Nami premette uno dei suoi orecchini a forma di perla, che non era altro che una ricetrasmittente che mandava il segnale in un certo posto nascosto sotto terra, e con un sorriso soddisfatto disse -Missione compiuta. Mandate un'auto a prendermi.-


Quando rientrò alla base come al solito consegnò il suo bastone alla giovane donna dai capelli verdi che le disse di spogliarsi e di accomodarsi sul solito lettino, collegato ad un apparecchio di forma circolare che doveva mettere sulla testa come se fosse una fascia e attendere che il processo a cui la stavano sottoponendo fosse finito.

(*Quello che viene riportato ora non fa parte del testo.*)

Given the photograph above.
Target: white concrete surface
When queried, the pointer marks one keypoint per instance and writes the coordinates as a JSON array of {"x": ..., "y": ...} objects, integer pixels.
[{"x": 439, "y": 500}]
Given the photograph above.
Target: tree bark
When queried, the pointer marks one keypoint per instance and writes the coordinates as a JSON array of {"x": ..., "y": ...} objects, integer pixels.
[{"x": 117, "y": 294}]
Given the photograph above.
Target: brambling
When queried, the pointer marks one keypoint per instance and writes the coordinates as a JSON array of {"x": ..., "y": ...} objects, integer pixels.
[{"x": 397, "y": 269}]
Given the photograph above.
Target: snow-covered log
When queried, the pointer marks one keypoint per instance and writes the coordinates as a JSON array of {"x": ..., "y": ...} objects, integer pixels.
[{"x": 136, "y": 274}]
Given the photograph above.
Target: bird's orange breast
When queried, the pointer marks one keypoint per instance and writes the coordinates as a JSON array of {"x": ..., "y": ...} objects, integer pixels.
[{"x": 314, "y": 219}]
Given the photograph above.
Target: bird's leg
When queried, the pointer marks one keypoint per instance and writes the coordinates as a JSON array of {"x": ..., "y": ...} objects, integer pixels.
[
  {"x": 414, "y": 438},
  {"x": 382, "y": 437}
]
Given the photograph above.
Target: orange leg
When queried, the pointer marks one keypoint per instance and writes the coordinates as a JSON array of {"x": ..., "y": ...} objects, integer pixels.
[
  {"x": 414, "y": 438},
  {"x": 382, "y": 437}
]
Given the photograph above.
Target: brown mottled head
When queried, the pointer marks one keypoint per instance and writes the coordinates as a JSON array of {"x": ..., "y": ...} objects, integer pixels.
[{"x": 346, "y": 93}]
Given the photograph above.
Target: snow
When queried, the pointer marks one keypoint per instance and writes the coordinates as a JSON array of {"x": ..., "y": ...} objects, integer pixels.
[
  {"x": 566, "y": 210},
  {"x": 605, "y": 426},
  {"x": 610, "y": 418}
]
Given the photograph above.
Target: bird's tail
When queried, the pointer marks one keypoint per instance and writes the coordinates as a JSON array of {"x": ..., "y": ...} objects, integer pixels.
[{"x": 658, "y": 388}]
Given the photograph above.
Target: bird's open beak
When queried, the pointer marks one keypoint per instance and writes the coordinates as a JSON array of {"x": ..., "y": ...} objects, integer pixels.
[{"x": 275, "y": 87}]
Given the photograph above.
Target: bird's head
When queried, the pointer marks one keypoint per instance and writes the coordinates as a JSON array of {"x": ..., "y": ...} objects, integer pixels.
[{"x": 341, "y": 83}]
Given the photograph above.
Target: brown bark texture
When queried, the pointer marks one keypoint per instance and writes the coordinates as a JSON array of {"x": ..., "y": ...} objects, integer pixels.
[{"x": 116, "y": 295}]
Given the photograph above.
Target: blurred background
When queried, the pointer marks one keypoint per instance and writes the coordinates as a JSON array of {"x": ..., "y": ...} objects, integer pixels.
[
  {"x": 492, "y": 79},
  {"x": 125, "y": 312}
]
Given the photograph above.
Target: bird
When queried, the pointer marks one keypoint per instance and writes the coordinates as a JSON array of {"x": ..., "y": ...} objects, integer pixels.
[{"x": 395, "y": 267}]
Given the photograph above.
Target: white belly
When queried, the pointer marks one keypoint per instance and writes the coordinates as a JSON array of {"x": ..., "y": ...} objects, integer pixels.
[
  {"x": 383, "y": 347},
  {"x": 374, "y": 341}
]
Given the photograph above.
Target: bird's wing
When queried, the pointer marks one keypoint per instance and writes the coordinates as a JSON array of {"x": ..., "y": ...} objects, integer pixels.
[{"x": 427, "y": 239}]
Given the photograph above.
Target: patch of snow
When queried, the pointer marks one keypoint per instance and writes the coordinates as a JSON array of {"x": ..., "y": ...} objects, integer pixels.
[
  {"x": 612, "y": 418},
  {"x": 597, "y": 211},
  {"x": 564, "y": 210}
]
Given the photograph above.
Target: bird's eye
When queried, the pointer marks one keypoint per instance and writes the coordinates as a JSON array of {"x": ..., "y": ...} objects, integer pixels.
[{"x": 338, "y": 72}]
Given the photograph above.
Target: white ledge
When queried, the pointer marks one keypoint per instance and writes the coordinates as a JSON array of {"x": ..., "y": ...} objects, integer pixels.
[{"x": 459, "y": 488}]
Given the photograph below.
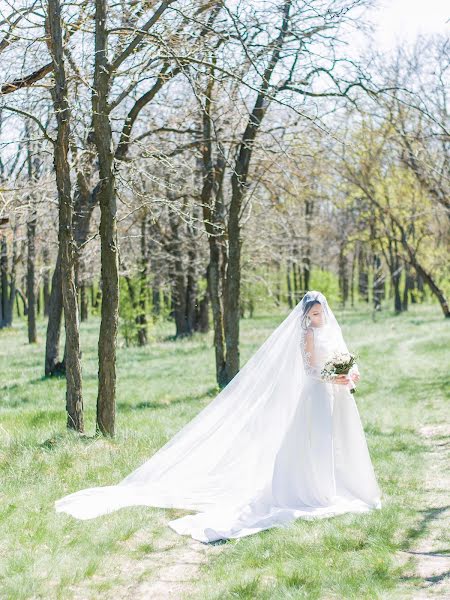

Nami non provò alcuna vergogna a farsi vedere coperta solo dagli indumenti intimi. Il pudore non era certo il suo punto di forza, e poi nessuno la guardava con malizia o interesse in quel posto. Tutti erano concentrati nella preparazione della macchina che stavano per attivare.
Inoltre anche se qualcuno avesse avuto quel genere di intenzione nei suoi confronti probabilmente lei non se ne sarebbe neppure accorta. Non perché fosse poco accorta o intelligente, ma perché era lentamente diventata un guscio vuoto che loro riempivano di informazioni per le missioni che doveva compiere e che poi svuotavano quando aveva finito.
Era così che andavano le cose da quando, dodici anni prima, l'avevano rapita e fatta diventare quel che era. Le avevano dato in dotazione un'arma con cui poteva controllare ogni elemento atmosferico, le avevano permesso di studiare per dotarsi della conoscenza necessaria durante le missioni ma non le avevano permesso di sviluppare alcuna personalità. Restava ben poco della bambina che era stata e nella sua mente non c'era assolutamente alcun pensiero che non fosse controllato da loro.
Era come una bambola nelle loro mani, una marionetta di cui potevano servirsi a loro piacimento e lei neppure sapeva di esserlo.
La donna dai capelli verdi le mise l'apparecchiatura attorno alla testa e la fece sdraiare. Nami le afferrò un braccio e la guardò con un misto di apprensione e spaesamento.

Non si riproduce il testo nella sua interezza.